Über seine Anlagefirma Vulcan Real Estates hat Allen versucht, die Stadtentwicklung von Seattle voranzutreiben. Das Ganze endete mit einem Milliarden-Gewinn, als 2012 die Firma das Grundstück für die Zentrale von Amazon verkaufen konnte. Ein Teil dieses Gewinnes floss nach einem Versprechen von Allen in die Ebola-Bekämpfung in Afrika. Die von ihm gegründete Paul G. Allen Foundation hat die Bekämpfung von Ebola als eines der Stiftungsziele ausgegeben. Das andere ist der Allen Brain Atlas, zu dem ein Brain Institute gehört, das von Allen mit 300 Millionen US-Dollar gegründet wurde. Seine letzten beiden Projekte, in die er viel Energie, Geld und Leidenschaft steckte, waren die Weltraumfahrt mit Stratolaunch und die Künstliche Intelligenz mit dem Project Halo, für das Allen das Institute for Artificial Intelligence geschaffen hatte.

"Die Ironie meines Lebens ist – wenn überhaupt – das Eindimensionale meiner Zeit bei Microsoft.
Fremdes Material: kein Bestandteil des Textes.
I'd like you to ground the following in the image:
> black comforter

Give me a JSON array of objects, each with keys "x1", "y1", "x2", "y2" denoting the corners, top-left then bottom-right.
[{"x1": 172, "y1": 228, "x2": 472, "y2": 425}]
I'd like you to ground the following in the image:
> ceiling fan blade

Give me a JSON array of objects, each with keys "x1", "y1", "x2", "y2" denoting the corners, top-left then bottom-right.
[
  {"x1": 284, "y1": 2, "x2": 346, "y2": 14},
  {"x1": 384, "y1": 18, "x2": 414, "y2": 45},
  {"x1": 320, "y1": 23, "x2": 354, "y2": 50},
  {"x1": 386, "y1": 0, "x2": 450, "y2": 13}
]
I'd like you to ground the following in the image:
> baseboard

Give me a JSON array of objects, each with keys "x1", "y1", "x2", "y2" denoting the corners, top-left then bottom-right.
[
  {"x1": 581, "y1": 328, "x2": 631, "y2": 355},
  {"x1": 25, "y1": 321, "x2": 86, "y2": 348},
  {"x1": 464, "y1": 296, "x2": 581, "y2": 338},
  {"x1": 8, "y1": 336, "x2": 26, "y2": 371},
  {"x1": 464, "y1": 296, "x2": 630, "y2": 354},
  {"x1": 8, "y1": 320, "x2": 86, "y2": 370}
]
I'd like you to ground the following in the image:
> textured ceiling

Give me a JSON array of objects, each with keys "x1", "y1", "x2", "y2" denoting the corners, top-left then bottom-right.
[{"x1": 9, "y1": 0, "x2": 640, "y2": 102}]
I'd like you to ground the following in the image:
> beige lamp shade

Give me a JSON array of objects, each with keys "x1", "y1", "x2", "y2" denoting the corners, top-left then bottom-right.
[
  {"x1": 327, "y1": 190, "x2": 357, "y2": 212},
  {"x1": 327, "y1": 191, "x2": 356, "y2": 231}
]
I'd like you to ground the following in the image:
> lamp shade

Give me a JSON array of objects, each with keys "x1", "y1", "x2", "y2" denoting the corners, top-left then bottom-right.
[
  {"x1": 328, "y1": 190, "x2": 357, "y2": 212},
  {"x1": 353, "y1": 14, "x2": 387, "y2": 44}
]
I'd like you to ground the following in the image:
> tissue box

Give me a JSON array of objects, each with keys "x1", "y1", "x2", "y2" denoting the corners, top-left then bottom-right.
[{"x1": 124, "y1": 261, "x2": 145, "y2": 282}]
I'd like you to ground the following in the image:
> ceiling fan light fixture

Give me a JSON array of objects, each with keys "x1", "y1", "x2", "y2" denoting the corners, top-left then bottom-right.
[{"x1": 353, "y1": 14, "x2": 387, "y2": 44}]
Das war für mich untypisch, denn als ich jünger war, hatte ich mich mit Raketen, Robotern, Musik und Chemie beschäftigt. Dann widmete ich mich acht getriebene Jahre lang ausschließlich einem Ziel, nämlich Microsoft zur Nummer eins der PC-Revolution zu machen", erinnert sich Allen. "Nachdem ich Microsoft den Rücken gekehrt hatte, gab mir das Vermögen, das ich mit geschaffen hatte, die Freiheit, dort anzufangen, wo ich aufgehört hatte. Manchmal schoss ich dabei übers Ziel hinaus, doch die Auswahl meiner Projekte erfolgte nicht willkürlich. Die Saat dafür war vor langer Zeit gelegt worden, in meiner Jugend."

Paul Allens Autobiografie "Idea Man" ist auf Deutsch im Campus Verlag erschienen.